First, I convolved the image with D_x and D_y to produce the partial derivatives. w.r.t. x and y
Then, I squared each partial, summed, and took the square root to get the gradient magnitude, as described in lecture.
Then I binarized the gradient magnitude to try and show the edges more clearly, with less noise.
I convolved the image with a 2D gaussian kernel to blur the image:
For this blurred image, I computed dx, dy, gradient magnitude, and binarized gradient magnitude as before:
What differences do you notice?
I notice that for the binarized edges on the blurred image, the lines are a lot smoother, there are less artefacts. For instance the background is pretty much all black, previously it had white specks.

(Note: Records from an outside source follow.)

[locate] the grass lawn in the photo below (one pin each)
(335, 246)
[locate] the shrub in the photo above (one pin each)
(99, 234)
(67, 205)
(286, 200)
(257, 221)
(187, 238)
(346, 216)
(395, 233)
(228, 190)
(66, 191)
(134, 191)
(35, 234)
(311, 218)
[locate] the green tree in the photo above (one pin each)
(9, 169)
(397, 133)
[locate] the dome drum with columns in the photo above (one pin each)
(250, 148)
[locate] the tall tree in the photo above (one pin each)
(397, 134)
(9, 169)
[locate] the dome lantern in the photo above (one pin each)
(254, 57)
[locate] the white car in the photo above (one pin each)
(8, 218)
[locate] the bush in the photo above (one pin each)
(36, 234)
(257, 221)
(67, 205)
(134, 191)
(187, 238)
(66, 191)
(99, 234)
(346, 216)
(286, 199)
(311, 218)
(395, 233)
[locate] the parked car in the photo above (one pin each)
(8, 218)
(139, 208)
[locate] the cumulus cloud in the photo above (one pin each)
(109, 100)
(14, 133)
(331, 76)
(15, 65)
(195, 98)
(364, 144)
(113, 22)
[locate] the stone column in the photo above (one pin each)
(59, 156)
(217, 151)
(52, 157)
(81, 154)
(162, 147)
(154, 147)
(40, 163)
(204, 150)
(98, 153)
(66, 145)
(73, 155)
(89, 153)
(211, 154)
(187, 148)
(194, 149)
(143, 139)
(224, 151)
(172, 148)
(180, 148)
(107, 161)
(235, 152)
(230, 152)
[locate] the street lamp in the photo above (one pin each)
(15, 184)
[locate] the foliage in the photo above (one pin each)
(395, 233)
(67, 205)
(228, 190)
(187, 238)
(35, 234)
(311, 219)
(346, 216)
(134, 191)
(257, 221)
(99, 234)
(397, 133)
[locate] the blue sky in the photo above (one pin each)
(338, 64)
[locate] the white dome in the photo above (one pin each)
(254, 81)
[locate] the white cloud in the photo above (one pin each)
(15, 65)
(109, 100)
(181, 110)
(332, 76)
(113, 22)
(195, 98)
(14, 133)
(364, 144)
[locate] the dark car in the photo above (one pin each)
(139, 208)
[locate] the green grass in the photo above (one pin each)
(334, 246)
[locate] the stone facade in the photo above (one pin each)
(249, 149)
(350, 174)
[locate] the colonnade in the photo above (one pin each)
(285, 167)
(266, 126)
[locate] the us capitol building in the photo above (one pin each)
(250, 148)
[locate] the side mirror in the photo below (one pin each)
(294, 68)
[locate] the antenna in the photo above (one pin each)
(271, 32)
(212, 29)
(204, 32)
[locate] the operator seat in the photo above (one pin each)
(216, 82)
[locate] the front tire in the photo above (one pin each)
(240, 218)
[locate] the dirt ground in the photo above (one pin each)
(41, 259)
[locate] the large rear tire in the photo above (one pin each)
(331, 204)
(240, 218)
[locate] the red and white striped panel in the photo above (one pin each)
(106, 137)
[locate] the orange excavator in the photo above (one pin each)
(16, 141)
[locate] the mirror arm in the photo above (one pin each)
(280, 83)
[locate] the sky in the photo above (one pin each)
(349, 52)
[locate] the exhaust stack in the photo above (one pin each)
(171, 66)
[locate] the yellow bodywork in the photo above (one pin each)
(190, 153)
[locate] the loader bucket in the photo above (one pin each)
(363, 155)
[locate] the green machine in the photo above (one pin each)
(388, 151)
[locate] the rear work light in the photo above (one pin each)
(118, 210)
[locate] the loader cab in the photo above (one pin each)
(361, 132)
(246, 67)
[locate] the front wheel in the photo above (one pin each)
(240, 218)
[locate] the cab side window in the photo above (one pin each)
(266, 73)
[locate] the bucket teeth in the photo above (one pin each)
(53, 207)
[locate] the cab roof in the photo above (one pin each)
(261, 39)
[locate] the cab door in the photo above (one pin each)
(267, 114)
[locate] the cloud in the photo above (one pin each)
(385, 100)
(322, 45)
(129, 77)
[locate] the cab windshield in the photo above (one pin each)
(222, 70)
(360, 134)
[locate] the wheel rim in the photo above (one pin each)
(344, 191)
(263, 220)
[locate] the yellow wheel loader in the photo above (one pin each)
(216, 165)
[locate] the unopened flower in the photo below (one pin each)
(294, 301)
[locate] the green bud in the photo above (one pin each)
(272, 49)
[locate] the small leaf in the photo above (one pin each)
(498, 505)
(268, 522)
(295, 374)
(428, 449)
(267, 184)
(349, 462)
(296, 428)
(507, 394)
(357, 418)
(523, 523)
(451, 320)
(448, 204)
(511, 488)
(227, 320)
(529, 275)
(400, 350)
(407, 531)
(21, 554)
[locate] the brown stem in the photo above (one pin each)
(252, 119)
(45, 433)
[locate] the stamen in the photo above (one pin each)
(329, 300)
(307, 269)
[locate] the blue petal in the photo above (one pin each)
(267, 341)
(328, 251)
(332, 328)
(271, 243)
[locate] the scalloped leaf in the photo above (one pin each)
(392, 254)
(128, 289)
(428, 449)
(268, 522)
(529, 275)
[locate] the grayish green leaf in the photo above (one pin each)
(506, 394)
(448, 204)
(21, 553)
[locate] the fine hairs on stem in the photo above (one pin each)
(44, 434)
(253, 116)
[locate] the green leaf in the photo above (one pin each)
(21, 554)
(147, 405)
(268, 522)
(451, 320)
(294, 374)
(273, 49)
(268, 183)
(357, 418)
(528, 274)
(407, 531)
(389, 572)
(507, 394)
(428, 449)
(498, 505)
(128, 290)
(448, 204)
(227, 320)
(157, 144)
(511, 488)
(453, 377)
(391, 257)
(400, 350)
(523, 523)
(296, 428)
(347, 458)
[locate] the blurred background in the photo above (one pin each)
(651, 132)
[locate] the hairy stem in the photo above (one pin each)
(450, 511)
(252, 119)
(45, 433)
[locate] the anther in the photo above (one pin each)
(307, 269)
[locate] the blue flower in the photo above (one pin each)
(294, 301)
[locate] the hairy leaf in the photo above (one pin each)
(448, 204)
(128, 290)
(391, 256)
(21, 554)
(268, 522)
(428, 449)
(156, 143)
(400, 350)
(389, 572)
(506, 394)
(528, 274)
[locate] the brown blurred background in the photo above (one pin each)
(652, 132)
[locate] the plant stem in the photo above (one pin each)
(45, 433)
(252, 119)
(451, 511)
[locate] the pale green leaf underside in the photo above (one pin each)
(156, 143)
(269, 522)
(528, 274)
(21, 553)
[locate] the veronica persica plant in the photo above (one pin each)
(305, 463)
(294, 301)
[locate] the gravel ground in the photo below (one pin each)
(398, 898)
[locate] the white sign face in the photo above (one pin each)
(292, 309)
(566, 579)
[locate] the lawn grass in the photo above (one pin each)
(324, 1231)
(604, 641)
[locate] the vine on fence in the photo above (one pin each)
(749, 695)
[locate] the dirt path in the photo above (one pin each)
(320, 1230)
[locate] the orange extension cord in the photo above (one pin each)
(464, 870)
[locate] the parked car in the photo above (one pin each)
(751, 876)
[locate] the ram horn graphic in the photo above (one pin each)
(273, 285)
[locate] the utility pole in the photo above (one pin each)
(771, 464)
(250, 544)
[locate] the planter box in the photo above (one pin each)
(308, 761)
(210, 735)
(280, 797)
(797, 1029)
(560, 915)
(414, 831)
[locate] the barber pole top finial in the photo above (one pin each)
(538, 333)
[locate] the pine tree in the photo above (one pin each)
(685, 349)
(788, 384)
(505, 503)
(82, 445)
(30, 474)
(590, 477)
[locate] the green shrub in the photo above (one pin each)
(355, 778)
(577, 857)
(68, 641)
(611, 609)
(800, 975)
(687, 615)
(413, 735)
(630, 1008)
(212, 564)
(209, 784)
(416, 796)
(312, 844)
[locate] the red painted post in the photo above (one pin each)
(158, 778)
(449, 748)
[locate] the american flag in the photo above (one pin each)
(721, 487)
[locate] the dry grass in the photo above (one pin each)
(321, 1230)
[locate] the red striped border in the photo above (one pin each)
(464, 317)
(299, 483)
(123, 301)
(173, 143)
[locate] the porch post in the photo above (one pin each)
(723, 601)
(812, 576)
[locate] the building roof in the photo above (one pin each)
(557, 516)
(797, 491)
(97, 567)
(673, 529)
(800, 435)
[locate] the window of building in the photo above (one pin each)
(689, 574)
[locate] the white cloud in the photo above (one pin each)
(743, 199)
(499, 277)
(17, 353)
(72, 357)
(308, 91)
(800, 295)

Then I convolved the Gaussian filter with d_x and d_y to get a single filter to apply to the original image, to see if we can get same results with one convolution only.
They look the same as the results above for dx and dy.
Here are filters that I obtained from convolving the gaussian with d_x and d_y
From lecture, we know that you can compute the sharpened image by subtracting the
blurred image from the original image to get high frequencies, and add this
to the original image.
We can combine this into a single convolution by computing the filter:
(1 + alpha) * e - alpha * g
where:
e is unit impulse (identity)
g is the gaussian
and "*" represents the convolution operation
To evaluate this filter, we pick a sharp image, blur it, try to sharpen again. I tried sharpening with a range of different alpha values.
original
blurred
alpha=1
alpha=5
alpha=10
My observation: using this sharpening mask does not seem to be able to recover very small / fine-grained details of the origianl image, it is more like it increases the contrast of the major lines / details - as you increase the alpha, the effect gets stronger and the images appear to be almost "solarized".
To create hybrid images that look different at different viewing distances, we take two images, "low pass" one of them with a gaussian, and "high pass" the other by subtracting the gaussian filtered image from the original. Then I averaged these two filtered images to create the hybrid.
First, hybrids in grayscale:
Now for the bells and whistles, hybrid in color:
I liked the father john ocean hybrid the best, so I displayed the analysis with fourier transforms for this result:
Overall, I noticed that for the effect to show up well, the objects had to have similar structures and shapes. Because I used either portraits or faces this also made the images easier to align. I did think the color on the high pass image got washed out a lot as well, for instance you can only see faint colors around Frank's ear as the FJM image is way more vibrant.
I implemented Gaussian and Laplacian stacks for the orange and apple and blended
together using a vertical seam. The gaussian stack is
the same Gaussian filter (kernel size = (30, 30), sigma=10) successively to
the original image. The laplacian is constructed from the difference of
the i and i+1th image in gaussian stack. Last level of laplacian is last
level of gaussian so we can reconstruct original images by summing Laplacians.
First, second, and third rows are from levels 0, 2, 4 of the laplacians. For bells and whistles, I then moved to color images. First I blended the oraple in color. Using a horizontal seam, I blended color images of Harbin and Yosemite. Because the horizon was at different levels, the result maybe is a bit more
unnatural than I hoped, but still looks pretty cool. Then I used an irregular mask I created in photoshop, I blended a photo
of my room and a stained glass that I took a photo of in the Metropolitan
Museum to create a "portal".
I compute a gaussian stack for the mask, and blend the laplacians at each
level with the filtered mask at that level.